Looking at the t-SNE plots, there is no apparent clustering by molecular function profiles in the final embedding spaces for either the ESM model or the randomly initialized model. There are multiple possible explanations for this. One explanation is that the actual objective is to prediction each singular link between a protein and a function node, not to predict do well at predict all function nodes linked to a protein at once. On top of that our GNN uses self-supervised learning, therefore the molecular function profiles are not true labels used during training.
The second plausible explanation has to do once again with the hierarchical nature of molecular function GO annotations. Because the molecular function nodes have random indices when stored in PrimeKG, it is not apparent that molecular function that have the same parent function are close to each other, or their parent function in the molecular function profiles. Therefore, when performing truncated SVD and subsequently k-means clustering, the similar functions may not be clustered together if their indices are far apart. Further analysis could be done to reorder the molecular function nodes and then conduct hierarchical clustering, instead than k-means. These possible clusters may then be found in the final latent spaces for the two models.

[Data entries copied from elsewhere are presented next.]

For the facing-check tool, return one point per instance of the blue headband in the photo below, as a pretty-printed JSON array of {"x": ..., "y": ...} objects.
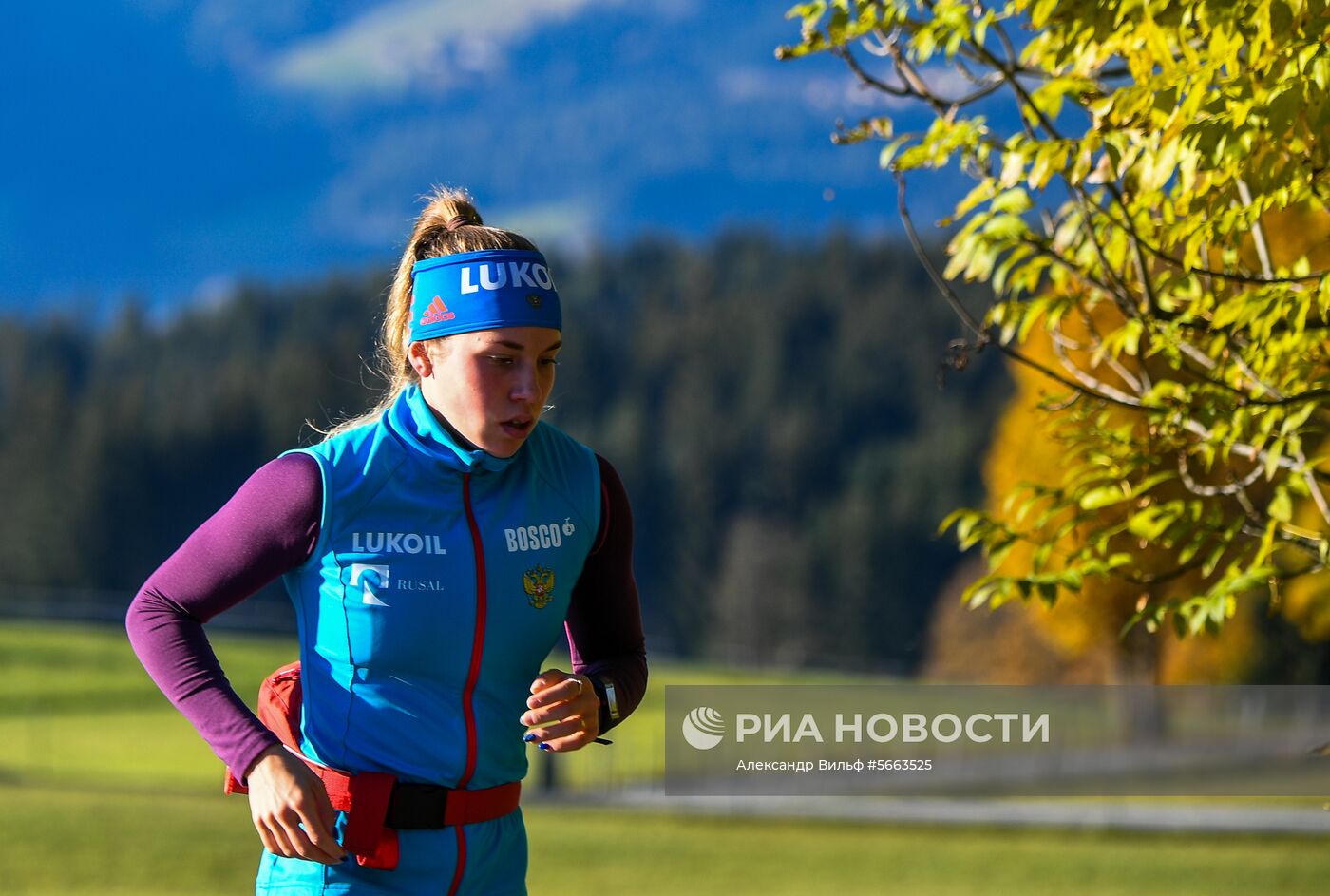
[{"x": 487, "y": 290}]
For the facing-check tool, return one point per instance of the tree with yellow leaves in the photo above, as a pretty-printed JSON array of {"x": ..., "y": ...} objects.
[{"x": 1124, "y": 222}]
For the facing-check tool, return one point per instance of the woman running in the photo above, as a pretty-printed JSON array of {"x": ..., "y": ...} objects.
[{"x": 434, "y": 549}]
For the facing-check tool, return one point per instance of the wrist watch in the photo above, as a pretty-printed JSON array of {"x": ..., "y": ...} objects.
[{"x": 608, "y": 701}]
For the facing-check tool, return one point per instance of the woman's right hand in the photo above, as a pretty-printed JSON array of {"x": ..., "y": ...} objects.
[{"x": 286, "y": 795}]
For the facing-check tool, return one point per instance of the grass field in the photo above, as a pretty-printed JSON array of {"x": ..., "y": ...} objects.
[{"x": 105, "y": 790}]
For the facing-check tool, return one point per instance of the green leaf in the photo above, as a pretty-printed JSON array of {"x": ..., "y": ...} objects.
[{"x": 1101, "y": 497}]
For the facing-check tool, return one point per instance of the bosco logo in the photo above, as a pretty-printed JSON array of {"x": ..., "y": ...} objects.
[{"x": 539, "y": 537}]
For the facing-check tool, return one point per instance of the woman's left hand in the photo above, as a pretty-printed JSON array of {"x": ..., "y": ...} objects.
[{"x": 567, "y": 708}]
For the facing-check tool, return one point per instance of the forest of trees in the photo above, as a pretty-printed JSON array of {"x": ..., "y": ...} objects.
[{"x": 775, "y": 411}]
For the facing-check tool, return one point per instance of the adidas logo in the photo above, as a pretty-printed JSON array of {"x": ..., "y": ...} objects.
[{"x": 436, "y": 313}]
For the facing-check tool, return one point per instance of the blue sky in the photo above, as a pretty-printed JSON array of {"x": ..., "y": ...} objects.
[{"x": 165, "y": 149}]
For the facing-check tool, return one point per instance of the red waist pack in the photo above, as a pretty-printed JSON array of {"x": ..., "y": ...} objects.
[
  {"x": 366, "y": 796},
  {"x": 363, "y": 796}
]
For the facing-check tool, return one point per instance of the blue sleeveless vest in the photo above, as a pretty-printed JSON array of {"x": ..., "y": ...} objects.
[{"x": 438, "y": 586}]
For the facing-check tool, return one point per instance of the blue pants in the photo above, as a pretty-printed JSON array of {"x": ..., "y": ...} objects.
[{"x": 495, "y": 865}]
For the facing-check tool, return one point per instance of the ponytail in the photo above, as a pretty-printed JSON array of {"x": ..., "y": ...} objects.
[{"x": 448, "y": 225}]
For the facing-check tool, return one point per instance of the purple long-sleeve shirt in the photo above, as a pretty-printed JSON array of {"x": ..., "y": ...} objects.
[{"x": 270, "y": 526}]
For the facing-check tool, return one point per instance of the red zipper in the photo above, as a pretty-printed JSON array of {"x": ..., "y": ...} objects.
[{"x": 478, "y": 639}]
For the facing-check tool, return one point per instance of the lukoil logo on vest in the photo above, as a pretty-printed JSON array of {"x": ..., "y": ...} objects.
[{"x": 396, "y": 543}]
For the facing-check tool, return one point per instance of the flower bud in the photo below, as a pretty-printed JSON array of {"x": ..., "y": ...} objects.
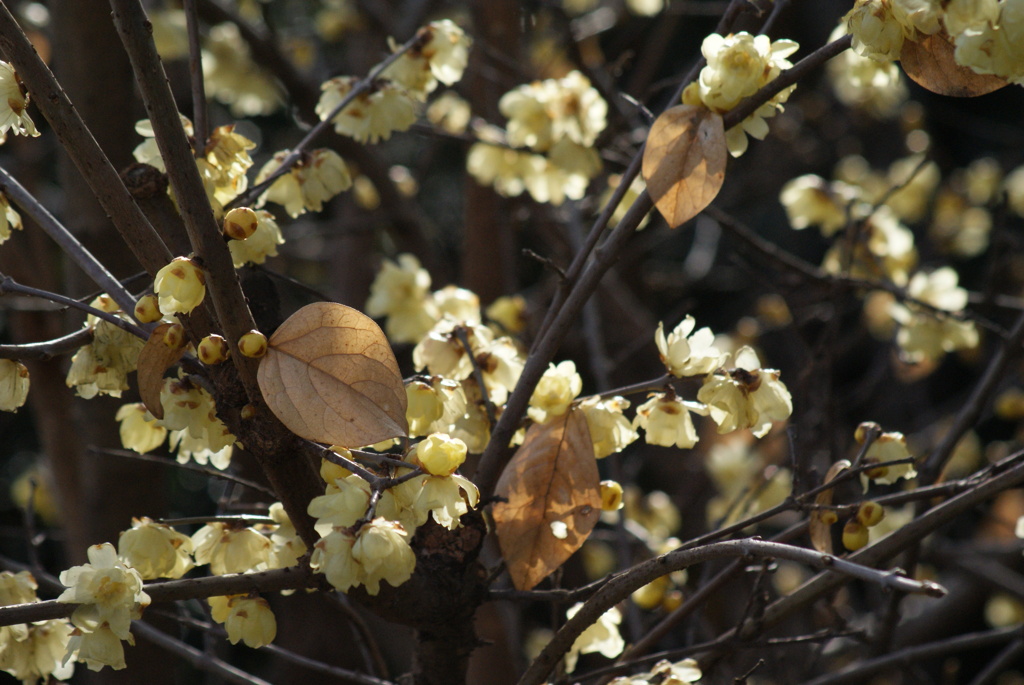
[
  {"x": 870, "y": 513},
  {"x": 854, "y": 536},
  {"x": 213, "y": 349},
  {"x": 253, "y": 344},
  {"x": 240, "y": 223},
  {"x": 180, "y": 287},
  {"x": 174, "y": 336},
  {"x": 611, "y": 496},
  {"x": 147, "y": 309},
  {"x": 439, "y": 455}
]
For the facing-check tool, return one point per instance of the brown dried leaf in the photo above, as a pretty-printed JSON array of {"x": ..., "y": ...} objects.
[
  {"x": 330, "y": 376},
  {"x": 930, "y": 63},
  {"x": 552, "y": 478},
  {"x": 154, "y": 360},
  {"x": 684, "y": 162},
  {"x": 819, "y": 529}
]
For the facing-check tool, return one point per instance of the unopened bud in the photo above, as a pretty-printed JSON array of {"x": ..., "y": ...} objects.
[
  {"x": 147, "y": 309},
  {"x": 174, "y": 336},
  {"x": 213, "y": 349},
  {"x": 240, "y": 223},
  {"x": 870, "y": 513},
  {"x": 854, "y": 536},
  {"x": 611, "y": 496},
  {"x": 253, "y": 344}
]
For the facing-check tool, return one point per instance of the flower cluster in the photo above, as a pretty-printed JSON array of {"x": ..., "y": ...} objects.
[
  {"x": 32, "y": 651},
  {"x": 103, "y": 365},
  {"x": 986, "y": 34},
  {"x": 552, "y": 126},
  {"x": 736, "y": 398},
  {"x": 391, "y": 102},
  {"x": 378, "y": 551},
  {"x": 231, "y": 76},
  {"x": 222, "y": 160},
  {"x": 13, "y": 385},
  {"x": 314, "y": 178},
  {"x": 13, "y": 115},
  {"x": 9, "y": 219},
  {"x": 110, "y": 595},
  {"x": 738, "y": 65}
]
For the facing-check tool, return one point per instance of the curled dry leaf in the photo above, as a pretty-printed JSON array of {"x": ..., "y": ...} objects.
[
  {"x": 552, "y": 499},
  {"x": 930, "y": 63},
  {"x": 820, "y": 529},
  {"x": 684, "y": 162},
  {"x": 330, "y": 376},
  {"x": 154, "y": 360}
]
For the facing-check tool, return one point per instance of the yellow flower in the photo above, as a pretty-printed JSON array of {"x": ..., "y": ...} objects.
[
  {"x": 180, "y": 287},
  {"x": 922, "y": 334},
  {"x": 156, "y": 550},
  {"x": 555, "y": 391},
  {"x": 601, "y": 637},
  {"x": 343, "y": 504},
  {"x": 98, "y": 648},
  {"x": 383, "y": 553},
  {"x": 609, "y": 430},
  {"x": 15, "y": 100},
  {"x": 260, "y": 245},
  {"x": 333, "y": 557},
  {"x": 9, "y": 219},
  {"x": 373, "y": 116},
  {"x": 139, "y": 431},
  {"x": 876, "y": 32},
  {"x": 445, "y": 498},
  {"x": 667, "y": 422},
  {"x": 687, "y": 353},
  {"x": 229, "y": 550},
  {"x": 439, "y": 455},
  {"x": 745, "y": 396},
  {"x": 314, "y": 178},
  {"x": 110, "y": 593},
  {"x": 13, "y": 385},
  {"x": 251, "y": 621},
  {"x": 232, "y": 78}
]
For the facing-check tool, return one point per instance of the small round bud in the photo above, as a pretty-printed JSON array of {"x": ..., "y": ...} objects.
[
  {"x": 253, "y": 344},
  {"x": 147, "y": 309},
  {"x": 878, "y": 471},
  {"x": 180, "y": 286},
  {"x": 240, "y": 223},
  {"x": 854, "y": 536},
  {"x": 864, "y": 429},
  {"x": 213, "y": 349},
  {"x": 870, "y": 514},
  {"x": 672, "y": 601},
  {"x": 611, "y": 496},
  {"x": 439, "y": 455},
  {"x": 174, "y": 336}
]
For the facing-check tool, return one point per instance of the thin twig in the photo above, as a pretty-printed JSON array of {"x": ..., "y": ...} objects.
[
  {"x": 69, "y": 244},
  {"x": 363, "y": 86},
  {"x": 8, "y": 285},
  {"x": 196, "y": 657},
  {"x": 76, "y": 139},
  {"x": 201, "y": 124},
  {"x": 620, "y": 587},
  {"x": 187, "y": 466},
  {"x": 47, "y": 349}
]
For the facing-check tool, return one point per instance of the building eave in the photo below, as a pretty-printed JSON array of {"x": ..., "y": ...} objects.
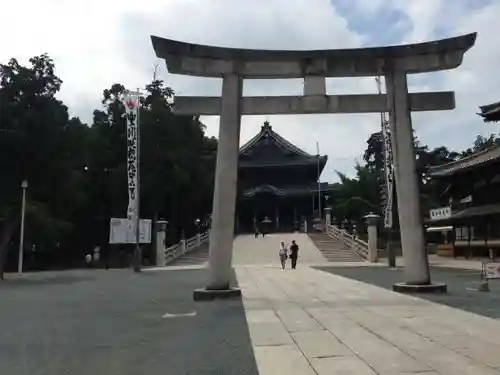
[{"x": 467, "y": 163}]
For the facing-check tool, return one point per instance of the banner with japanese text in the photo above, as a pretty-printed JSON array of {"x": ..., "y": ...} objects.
[
  {"x": 131, "y": 103},
  {"x": 389, "y": 173}
]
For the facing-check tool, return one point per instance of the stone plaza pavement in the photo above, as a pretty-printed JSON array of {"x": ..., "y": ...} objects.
[
  {"x": 293, "y": 322},
  {"x": 250, "y": 250},
  {"x": 309, "y": 322}
]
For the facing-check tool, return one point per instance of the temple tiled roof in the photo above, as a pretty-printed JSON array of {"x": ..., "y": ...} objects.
[
  {"x": 466, "y": 163},
  {"x": 285, "y": 191},
  {"x": 487, "y": 209},
  {"x": 268, "y": 148},
  {"x": 490, "y": 112}
]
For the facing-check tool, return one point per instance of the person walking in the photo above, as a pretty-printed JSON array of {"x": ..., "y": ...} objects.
[
  {"x": 283, "y": 254},
  {"x": 294, "y": 254}
]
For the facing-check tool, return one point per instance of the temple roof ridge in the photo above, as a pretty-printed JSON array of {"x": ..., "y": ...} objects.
[
  {"x": 469, "y": 161},
  {"x": 267, "y": 130}
]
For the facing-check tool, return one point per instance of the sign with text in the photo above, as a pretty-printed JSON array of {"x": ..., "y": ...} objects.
[
  {"x": 121, "y": 232},
  {"x": 440, "y": 213},
  {"x": 131, "y": 103}
]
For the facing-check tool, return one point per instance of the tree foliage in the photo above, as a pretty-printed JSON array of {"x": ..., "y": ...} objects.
[
  {"x": 355, "y": 197},
  {"x": 77, "y": 173}
]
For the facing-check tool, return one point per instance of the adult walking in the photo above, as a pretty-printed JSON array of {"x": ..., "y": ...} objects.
[
  {"x": 283, "y": 254},
  {"x": 294, "y": 254}
]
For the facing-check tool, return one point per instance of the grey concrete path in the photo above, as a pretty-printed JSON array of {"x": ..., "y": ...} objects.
[
  {"x": 249, "y": 250},
  {"x": 307, "y": 322}
]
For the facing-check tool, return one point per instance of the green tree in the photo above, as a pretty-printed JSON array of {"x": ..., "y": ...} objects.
[{"x": 35, "y": 139}]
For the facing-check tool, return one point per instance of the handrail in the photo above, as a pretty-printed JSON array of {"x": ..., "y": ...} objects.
[
  {"x": 184, "y": 247},
  {"x": 341, "y": 235}
]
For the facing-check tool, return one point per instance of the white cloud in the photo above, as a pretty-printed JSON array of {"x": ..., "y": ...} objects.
[{"x": 97, "y": 43}]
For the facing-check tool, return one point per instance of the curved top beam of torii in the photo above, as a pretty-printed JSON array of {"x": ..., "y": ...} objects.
[{"x": 208, "y": 61}]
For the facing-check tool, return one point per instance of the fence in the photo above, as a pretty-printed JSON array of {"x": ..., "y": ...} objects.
[
  {"x": 185, "y": 247},
  {"x": 359, "y": 246}
]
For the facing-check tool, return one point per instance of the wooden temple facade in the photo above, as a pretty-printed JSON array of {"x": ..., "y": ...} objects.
[
  {"x": 277, "y": 183},
  {"x": 470, "y": 219}
]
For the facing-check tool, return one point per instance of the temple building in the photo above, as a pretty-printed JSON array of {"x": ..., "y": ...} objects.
[
  {"x": 277, "y": 183},
  {"x": 471, "y": 216},
  {"x": 490, "y": 112}
]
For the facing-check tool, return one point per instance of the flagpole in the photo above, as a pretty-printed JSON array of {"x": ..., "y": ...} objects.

In this post, we have modified and fine-tuned a Graph Neural Network, TxGNN originally designed for drug-repurposing prediction, for protein function prediction with a variety of initializations of the node embeddings. We observed that while much of the information in the initialization is forgotten during the training process, a small amount is retained, leading to slightly better performance on the test set in the final network. This provides a potential avenue for further study, investigating the overall effects of informed initialization techniques on GNN performance. Some of this investigation is discussed in Li et al.